Tier 1.2 — Address Shield
Section titled “Tier 1.2 — Address Shield”A heuristic street address parser recognising EN, FR, ES, and DE address formats. Catches “23 rue de Rivoli, Paris 75001” and “4200 Wilson Blvd, Arlington VA” using structural grammar, not just keyword matching.
Tier 1.5 — Greeting & Signature Context
Section titled “Tier 1.5 — Greeting & Signature Context”Detects names in salutations, sign-offs, and introductory phrases that the dictionary might miss:
- “My name is Jean-Baptiste Dubois”
- “Kind regards, Sophie Müller”
- “Hi Dr. Chen, as discussed…”
Trigger phrases activate a context window that treats the following proper noun as a probable name regardless of dictionary coverage.
Tier 2 — Local SLM NER (Sovereign)
Section titled “Tier 2 — Local SLM NER (Sovereign)”Available on the Sovereign tier. A small language model (SLM) runs locally — no network call — and performs semantic Named Entity Recognition over the full prompt. This catches entities that all previous tiers missed: unusual names, contextual PII, ambiguous references.

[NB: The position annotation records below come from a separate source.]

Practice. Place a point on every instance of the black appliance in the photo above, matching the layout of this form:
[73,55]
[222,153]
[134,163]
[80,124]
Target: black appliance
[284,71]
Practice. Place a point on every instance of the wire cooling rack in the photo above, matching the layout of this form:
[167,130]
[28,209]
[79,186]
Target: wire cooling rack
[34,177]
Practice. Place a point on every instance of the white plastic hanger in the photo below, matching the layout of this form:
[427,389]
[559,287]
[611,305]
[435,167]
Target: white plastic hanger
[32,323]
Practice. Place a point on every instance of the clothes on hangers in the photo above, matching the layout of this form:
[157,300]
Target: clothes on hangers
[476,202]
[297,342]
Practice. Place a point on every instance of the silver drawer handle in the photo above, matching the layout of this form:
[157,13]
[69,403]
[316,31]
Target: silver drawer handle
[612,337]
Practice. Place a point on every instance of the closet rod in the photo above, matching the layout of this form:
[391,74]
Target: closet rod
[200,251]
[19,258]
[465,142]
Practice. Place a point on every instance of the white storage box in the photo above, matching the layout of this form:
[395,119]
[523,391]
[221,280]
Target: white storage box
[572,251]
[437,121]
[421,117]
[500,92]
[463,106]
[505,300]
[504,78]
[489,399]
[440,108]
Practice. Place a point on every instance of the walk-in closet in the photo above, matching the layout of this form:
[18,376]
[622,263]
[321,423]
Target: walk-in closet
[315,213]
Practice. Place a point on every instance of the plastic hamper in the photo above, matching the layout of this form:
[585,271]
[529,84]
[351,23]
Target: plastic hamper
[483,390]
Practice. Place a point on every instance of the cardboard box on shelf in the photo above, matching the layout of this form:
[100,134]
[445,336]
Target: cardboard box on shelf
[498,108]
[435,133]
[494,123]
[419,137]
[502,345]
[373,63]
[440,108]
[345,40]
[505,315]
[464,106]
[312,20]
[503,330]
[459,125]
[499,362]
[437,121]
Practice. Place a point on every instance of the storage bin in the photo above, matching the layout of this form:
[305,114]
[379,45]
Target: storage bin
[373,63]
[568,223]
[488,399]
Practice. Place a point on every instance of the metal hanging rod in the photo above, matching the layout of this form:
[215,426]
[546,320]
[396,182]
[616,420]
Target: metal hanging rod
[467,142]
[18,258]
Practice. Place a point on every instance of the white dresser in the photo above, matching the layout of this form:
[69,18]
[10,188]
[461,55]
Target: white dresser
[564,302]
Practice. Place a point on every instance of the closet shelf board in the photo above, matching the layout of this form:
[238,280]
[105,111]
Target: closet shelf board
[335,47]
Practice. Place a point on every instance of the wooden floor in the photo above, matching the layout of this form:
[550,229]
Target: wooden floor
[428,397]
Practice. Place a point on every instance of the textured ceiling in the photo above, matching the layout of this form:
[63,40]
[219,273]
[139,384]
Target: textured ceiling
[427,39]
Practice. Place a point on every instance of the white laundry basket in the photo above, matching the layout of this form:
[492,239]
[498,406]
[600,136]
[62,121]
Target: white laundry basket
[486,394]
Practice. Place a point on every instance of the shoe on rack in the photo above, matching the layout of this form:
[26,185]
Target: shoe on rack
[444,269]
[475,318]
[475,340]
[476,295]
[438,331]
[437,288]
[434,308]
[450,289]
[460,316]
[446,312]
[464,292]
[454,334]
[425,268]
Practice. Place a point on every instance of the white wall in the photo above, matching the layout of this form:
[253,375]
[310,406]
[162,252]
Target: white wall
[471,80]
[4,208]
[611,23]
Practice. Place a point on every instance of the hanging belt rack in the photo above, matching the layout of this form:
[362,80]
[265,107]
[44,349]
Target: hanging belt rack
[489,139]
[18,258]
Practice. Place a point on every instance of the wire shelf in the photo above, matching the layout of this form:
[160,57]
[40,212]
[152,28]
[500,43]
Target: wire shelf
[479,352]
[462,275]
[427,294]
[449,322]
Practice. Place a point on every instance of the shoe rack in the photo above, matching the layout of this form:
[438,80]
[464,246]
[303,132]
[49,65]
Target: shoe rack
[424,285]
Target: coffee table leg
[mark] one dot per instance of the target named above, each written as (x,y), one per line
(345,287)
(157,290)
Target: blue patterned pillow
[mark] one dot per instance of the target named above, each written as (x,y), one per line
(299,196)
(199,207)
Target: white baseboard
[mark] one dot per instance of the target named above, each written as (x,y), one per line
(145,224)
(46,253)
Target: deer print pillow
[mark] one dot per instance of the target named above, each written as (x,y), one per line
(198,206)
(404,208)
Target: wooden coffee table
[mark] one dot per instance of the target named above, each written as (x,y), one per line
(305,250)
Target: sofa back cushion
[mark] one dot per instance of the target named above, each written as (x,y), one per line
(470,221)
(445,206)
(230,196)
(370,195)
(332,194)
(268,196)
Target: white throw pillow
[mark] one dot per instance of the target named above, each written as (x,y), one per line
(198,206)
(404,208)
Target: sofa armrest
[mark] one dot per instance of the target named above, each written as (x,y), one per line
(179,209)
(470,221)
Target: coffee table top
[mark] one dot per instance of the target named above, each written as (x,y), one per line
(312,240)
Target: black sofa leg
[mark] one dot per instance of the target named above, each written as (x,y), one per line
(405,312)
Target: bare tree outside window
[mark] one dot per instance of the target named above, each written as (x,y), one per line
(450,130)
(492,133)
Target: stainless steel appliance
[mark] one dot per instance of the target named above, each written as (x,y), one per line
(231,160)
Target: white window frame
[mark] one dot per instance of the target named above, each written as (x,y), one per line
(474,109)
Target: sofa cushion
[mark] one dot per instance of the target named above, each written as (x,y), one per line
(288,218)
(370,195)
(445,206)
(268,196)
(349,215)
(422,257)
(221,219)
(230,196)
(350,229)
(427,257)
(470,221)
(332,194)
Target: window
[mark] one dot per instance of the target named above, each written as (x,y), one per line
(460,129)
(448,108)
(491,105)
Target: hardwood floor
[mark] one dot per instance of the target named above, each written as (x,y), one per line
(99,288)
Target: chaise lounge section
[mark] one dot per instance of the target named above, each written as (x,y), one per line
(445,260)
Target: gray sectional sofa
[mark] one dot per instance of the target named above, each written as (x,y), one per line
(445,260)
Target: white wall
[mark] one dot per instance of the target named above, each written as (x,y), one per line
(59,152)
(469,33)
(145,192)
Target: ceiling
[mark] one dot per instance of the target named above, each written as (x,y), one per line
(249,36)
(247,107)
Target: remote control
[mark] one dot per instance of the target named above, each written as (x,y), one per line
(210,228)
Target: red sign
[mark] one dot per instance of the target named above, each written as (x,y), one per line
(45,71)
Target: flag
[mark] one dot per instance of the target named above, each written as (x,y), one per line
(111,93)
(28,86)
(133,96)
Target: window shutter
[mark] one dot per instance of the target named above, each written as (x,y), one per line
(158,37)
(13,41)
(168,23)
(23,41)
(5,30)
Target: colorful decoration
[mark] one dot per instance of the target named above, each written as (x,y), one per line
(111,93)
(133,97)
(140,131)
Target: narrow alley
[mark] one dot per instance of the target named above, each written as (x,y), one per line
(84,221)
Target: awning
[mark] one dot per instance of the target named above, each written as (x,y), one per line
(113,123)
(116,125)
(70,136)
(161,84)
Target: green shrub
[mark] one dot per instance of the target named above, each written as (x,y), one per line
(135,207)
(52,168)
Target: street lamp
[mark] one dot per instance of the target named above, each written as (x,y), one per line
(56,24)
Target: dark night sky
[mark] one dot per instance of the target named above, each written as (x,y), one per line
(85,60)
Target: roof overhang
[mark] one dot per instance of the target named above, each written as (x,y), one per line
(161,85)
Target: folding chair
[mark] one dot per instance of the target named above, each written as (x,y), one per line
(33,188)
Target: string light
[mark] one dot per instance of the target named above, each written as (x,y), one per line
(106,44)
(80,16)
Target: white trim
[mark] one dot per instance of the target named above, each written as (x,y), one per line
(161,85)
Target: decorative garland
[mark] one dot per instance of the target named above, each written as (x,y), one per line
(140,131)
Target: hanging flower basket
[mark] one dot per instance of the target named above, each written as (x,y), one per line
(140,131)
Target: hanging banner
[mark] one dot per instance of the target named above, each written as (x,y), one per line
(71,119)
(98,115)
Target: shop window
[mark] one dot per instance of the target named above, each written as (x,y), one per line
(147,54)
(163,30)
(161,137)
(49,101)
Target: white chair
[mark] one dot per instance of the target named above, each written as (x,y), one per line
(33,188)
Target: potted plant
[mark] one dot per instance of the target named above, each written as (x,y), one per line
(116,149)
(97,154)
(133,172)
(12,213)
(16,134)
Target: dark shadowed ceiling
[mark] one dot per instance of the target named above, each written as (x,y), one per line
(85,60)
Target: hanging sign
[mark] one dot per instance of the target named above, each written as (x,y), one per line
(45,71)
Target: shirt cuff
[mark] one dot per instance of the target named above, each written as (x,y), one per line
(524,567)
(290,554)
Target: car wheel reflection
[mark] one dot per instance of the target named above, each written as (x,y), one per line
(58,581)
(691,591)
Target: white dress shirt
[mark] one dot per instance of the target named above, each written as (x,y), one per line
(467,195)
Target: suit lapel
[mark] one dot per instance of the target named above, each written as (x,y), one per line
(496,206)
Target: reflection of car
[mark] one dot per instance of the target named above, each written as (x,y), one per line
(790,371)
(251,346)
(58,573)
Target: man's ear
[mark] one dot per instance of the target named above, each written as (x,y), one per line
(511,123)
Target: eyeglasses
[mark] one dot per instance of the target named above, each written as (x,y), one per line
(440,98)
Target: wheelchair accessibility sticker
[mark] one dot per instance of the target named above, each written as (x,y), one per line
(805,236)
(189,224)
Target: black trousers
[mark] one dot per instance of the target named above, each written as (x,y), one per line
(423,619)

The SLM runs inside a sandboxed sidecar process. If it fails or times out (> 5 seconds), Ki! blocks the prompt (fail-closed) rather than sending unmasked text.
Token Format
Section titled “Token Format”Every detected value is replaced with a deterministic token:
[TYPE_xxxxxxxx]TYPEis the PII category (PERSON,EMAIL,IBAN,PHONE,SSN,ADDRESS,CREDENTIAL,CUSTOM, …)xxxxxxxxis an 8-character hex hash derived from the original value — consistent within a session so the LLM can refer back to the same entity
The mapping between token and original value is stored in your local Vault (vault.db). It never leaves your machine.
Fail-Closed Guarantee
Section titled “Fail-Closed Guarantee”If any tier of the pipeline encounters an error, Ki! blocks the prompt entirely. There is no fallback to sending the unmasked original. The sidecar health check must pass before any prompt is processed.
This behaviour is testable: Ki! ships with a fail-closed verification test in the egress log — kill the sidecar process and observe that the next prompt is blocked, not sent.